Understanding how nerve cells become resistant to Aβ toxicity is the focal point for understanding how some nerve cells, within the AD brain, are able to survive while large number of cells die. In parallel, the question arises as to why decreased mitochondrial respiration in Aβ-resistant cells would be advantageous [14]. In order to give an adequate explanation to this question, we have chosen to use CGCs as experimental model because, during the onset of apoptosis, several molecular events reminiscent of AD, such as activation of the amyloidogenic process, cleavage of tau and production of toxic fragments, are induced (see [69] and refs therein). The starting point that prompted us to perform this study has been the observation that mitochondrial inhibitors, i.e. OXPHOS inhibitors, administered at the time of apoptosis induction—while killed control cells [43]—had no effect on S-K5 cell survival (Fig. 1A), just as though mitochondria of these cells were anesthetized.
The strength of this paper relies on some strategic experimental conditions used to measure the activities, as well as the protein levels, of the glycolytic enzymes, both cytosolic and mitochondrial, at different times during the apoptosis progression, i.e. in the early and late phases which correspond to the mild and severe AD stages (see Scheme 1A–C) respectively. The results, herein reported, shed light and clarify, once for all, whether a bioenergetic mechanism may be the keystone responsible for the metabolic dysregulation which associates cancer and AD. That the cells, subjected to an apoptotic stimulus, activate a Warburg effect-like mechanism, i.e. suppression of OXPHOS combined with activation of aerobic glycolysis as the main pathway for ATP synthesis [70, 71], is suggested by the results of Figs. 2, 3, 4 and 6, in which an up-regulation of GLUT, HK, PFK and cLDH together with an increase of GI value are observed, and of Fig. 5, where a reduced PDC activity, partially restored by DCA, is reported.

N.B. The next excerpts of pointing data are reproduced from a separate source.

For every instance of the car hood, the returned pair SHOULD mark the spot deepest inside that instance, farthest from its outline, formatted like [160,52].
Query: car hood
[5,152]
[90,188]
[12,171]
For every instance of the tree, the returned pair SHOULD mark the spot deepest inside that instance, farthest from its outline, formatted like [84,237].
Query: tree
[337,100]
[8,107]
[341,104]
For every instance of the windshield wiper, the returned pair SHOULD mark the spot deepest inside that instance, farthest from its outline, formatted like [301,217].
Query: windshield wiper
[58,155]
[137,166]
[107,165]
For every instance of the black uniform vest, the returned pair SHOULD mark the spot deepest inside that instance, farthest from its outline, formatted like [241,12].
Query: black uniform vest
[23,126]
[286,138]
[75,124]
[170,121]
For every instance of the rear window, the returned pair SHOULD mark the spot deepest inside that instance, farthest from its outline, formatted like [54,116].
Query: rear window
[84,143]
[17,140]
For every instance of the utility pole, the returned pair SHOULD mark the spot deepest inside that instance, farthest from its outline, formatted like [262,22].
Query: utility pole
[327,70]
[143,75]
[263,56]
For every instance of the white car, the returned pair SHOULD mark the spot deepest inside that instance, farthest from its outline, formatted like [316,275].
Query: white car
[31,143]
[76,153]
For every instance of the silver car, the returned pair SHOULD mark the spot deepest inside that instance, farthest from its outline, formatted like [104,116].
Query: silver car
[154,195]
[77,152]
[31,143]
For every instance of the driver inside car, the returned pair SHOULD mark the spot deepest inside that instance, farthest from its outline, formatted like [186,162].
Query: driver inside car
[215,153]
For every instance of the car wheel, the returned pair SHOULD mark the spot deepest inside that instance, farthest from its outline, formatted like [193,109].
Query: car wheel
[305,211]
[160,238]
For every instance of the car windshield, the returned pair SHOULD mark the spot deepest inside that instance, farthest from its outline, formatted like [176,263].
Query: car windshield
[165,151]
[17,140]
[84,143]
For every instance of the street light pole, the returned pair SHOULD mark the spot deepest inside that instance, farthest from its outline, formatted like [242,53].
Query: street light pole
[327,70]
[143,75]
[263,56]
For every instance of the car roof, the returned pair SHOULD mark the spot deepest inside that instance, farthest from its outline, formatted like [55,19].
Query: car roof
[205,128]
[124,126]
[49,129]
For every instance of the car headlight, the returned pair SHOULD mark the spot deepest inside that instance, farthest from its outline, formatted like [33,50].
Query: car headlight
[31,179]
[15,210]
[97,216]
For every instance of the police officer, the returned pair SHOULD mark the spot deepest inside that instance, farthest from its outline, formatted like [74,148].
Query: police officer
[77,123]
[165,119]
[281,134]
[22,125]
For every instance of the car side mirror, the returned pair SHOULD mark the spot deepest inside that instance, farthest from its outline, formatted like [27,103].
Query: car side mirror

These points will be discussed separately.
Glucose transporter
Regardless of the ultimate fate of glucose within brain, the initial step in glucose metabolism is the passage across the cell membrane. Glucose, in fact, is transported into cells by facilitative transporters and then trapped intracellularly by phosphorylation [72]. Thus, the first objective of this paper has been to study the glucose transport: as described in Fig. 2, an increase in activity of GLUT was detected in the early phase of apoptosis, which is accompanied by an upregulation of GLUT1 and, even more, GLUT 3 protein levels (Fig. 3), the two isoforms mainly expressed in the brain (reviewed in [73]). In the late phase of apoptosis a plateau is reached with no further increase in both activity and protein levels. In this regard, the doubt that the reduced glucose uptake was due to neuronal loss was eluded by in vitro studies suggesting that Aβ inhibition of neuronal glucose uptake precedes neuronal degeneration [74, 75], as well by the evidence that low cerebral glucose uptake in individuals genetically at risk for developing AD was observed [76–78].
Hexokinase and phosphofructokinase
An increase, followed by a drastic collapse of the activities as well as, although to a less extent, of the protein levels depending on the progression of apoptosis, was found in the case of HK and PFK (Fig. 2; Table 1), the more important glycolytic enzymes which play a critical role in ATP production. As in the early phase of apoptosis, increased activities of enzymes involved in glycolysis have also been observed in malignant cells and tissues [79–81] and, furthermore, they are higher in metastases than in primary tumors, suggesting an association between glycolysis and tumor progression [82]. More puzzling are the data on HK: its decreased activity has been reported in brain, fibroblasts, leukocytes and microvessels of patients with AD (for refs see [44]); Mortilla and Sorbi [83] found no differences in its activity between AD and control patients while Iwangoff et al. [84] observed an increased activity of the enzyme, consistent with our results (see Table 1). All to say that results are not just remarkably bizarre and controversial but, as stressed by Bigl et al. [85], have to be considered with caution because the experimental conditions for the preparation of cell-free extracts and activity determination may not be optimal and may lead to instability of enzymes after tissue disintegration.
The same applies to PFK: although in several studies the activity of PFK has been found to be strongly diminished in postmortem AD brains (for refs see [44]), contrarily to our results (see Table 1), but consistently with Bigl et al. [85] who reported up to a 90 % reduction of PFK activity in frontal and temporal cortex of AD patients, and Pla et al. [86] who found a decrease in the rat brain PFK activity during a period of 24 h after death preceded by an early increase after 1 h, in certain areas of the brain of AD patients the increased activity of PFK was found to be associated with an increased steady state mRNA level of PFK. The increased expression of the gene of a key glycolytic enzyme does not simply fit with the decreased cerebral metabolism in AD (reviewed in [87]), but, as recently stated by several authors, could suggest that the pathophysiology in AD may be more complex than previously thought.
Anyway it should be noted that unlike from the results of the enzymatic activity assays, which tend to decrease after 8 h when compared to the values reached at 3 h (see Scheme 1C), the levels of HK and PFK proteins do not decrease significantly with the progression of apoptosis (Fig. 3), leaving assume that a regulatory mechanism, beyond the level of the two proteins, could be responsible for the final modulation of the enzyme activities.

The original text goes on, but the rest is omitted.